The apple won't fall far from the tree.

Marvin Gentry-USA TODAY Sports

I'll be honest. I thought the Miami Heat was the best team on the floor for the first two games of the NBA Finals. It could have been 2-0 Heat heading back to South Beach and a golden path to a third straight championship for the Heatles.

Obviously, something got it the way. It was a 12 man behemoth that folks are calling "the epitome of team basketball" and some hyperbole driven folks called "Mr. Naismith's Intended Team". Well, then.

Grand narratives aside, except for the one on which I am about to embark, the Spurs dismantling of Miami was about three things.

1. Great Shooting

2. Great Balance

3. Great Players

All three of those are linked together by the ingredient that everybody identifies when they sample a champion's aroma, chemistry.

Those who watched the Atlanta Hawks last season may have noticed a significant shift in all three of these areas in Atlanta as well. Talent acquisition was built around players that can stretch the floor. There were more players significantly contributing, allowing the team to stay afloat through myriad injuries. And, of course, savvy talent acquisition itself which buoyed the team in overall talent, which helped take the top seeded Pacers to seven games.

Obviously, this could be by luck, but I'm going to go ahead and say that things began to shift as soon as Bruce Levenson and the crew somehow lured Danny Ferry to Atlanta. The beginnings of changing the roster construction began immediately when Ferry traded Joe Johnson to gain financial flexibility over the long term,  ate a hot meal, and then dealt Marvin Williams to enhance that flexibility further. Ferry promised things would be different, with an indication that the Hawks would be made in Ferry's vision for the team, a vision developed from his long relationship with the championship franchise in San Antonio.

Last offseason the morphing continued, as an amazing free agent signing of Paul Millsap, combined with the practically pro bono work of DeMarre Carroll last season, gave the team a slightly different look. The Hawks went from talented isolationists to a free flowing offensive team that shared the ball, played hard and gave every team as much as it could handle.

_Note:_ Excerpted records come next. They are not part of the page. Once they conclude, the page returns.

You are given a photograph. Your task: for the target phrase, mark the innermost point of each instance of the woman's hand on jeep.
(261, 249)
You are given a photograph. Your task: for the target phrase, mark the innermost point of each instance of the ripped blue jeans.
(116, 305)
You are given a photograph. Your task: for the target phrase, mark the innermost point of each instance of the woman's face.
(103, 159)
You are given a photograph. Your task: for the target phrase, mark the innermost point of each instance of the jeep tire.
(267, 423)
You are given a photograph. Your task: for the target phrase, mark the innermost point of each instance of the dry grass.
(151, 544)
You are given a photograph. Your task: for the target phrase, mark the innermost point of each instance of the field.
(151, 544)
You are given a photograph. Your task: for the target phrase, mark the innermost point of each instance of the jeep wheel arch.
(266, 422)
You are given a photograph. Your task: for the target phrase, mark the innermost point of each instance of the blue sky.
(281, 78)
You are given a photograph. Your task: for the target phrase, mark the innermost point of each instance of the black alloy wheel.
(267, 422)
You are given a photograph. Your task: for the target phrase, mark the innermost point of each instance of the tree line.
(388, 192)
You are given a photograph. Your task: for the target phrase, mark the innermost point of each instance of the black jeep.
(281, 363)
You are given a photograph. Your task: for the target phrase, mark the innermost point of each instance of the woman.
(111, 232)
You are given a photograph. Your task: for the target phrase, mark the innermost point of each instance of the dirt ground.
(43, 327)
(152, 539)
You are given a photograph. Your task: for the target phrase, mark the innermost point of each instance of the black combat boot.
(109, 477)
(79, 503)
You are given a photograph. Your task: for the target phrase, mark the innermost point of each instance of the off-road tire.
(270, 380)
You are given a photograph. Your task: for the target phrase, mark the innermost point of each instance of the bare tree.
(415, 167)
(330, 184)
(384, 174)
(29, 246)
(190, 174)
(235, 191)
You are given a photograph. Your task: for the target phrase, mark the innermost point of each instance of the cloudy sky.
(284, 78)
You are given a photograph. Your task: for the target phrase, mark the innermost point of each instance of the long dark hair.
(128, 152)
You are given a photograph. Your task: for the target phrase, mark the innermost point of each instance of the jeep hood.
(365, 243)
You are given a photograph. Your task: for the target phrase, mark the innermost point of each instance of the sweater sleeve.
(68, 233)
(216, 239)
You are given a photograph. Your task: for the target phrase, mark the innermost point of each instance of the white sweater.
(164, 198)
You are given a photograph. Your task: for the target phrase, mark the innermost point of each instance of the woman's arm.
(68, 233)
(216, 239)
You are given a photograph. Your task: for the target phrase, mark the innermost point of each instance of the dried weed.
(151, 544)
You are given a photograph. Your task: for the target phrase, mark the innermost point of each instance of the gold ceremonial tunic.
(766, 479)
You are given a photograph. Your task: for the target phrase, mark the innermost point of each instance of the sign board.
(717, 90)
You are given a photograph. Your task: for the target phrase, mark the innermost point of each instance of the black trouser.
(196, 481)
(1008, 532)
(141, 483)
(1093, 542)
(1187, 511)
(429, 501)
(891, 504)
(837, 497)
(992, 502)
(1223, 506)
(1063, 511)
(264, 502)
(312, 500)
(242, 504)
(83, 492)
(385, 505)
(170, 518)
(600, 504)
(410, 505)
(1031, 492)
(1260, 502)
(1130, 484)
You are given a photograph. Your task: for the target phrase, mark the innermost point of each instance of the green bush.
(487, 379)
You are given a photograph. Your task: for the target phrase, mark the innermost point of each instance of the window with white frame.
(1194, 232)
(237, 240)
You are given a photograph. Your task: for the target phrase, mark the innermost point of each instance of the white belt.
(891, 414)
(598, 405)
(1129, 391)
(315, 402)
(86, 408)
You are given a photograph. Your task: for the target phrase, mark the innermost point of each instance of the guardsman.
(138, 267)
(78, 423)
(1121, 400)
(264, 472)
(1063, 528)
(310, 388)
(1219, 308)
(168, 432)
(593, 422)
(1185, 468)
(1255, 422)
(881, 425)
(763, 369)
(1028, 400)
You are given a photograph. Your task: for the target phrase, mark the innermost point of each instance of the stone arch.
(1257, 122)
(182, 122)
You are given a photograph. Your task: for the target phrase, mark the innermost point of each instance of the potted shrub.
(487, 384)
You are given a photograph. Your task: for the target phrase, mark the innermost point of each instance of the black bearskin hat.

Of course, the signature change of the past offseason was the placement of Mike Budenholzer to the bench. This hiring allowed the cultural and philosophical changes in the front office to extend out to the court. Budenholzer showed excellent skill in managing the waters of an NBA regular season and was a couple minutes short of getting his colleague in Indianapolis fired after the first round of a playoff series. All without the top player on the roster.

We can't automatically draw a line from the Hawks to the NBA title and say that, just because the Hawks emulate the Spurs means that we can rope off Peachtree Street next June. But what the Spurs showed it that high execution mixed with high talent in a high character culture can yield the same results as a free agent Dream Team.

It positively reinforces what Hawks fans were beginning to believe before Game 6 against the Pacers in Atlanta: This is different. Things are changing. And it's good, so, so good.

Hawks fans are the most resilient fan base south of the Mason-Dixon line and deserve something positive to look forward to. And they do. It's legit. Hope has been restored and the events of the last three NBA games of the season showed what could possible be for their favorite team.

Hope is good. Hope works. Dare to dream.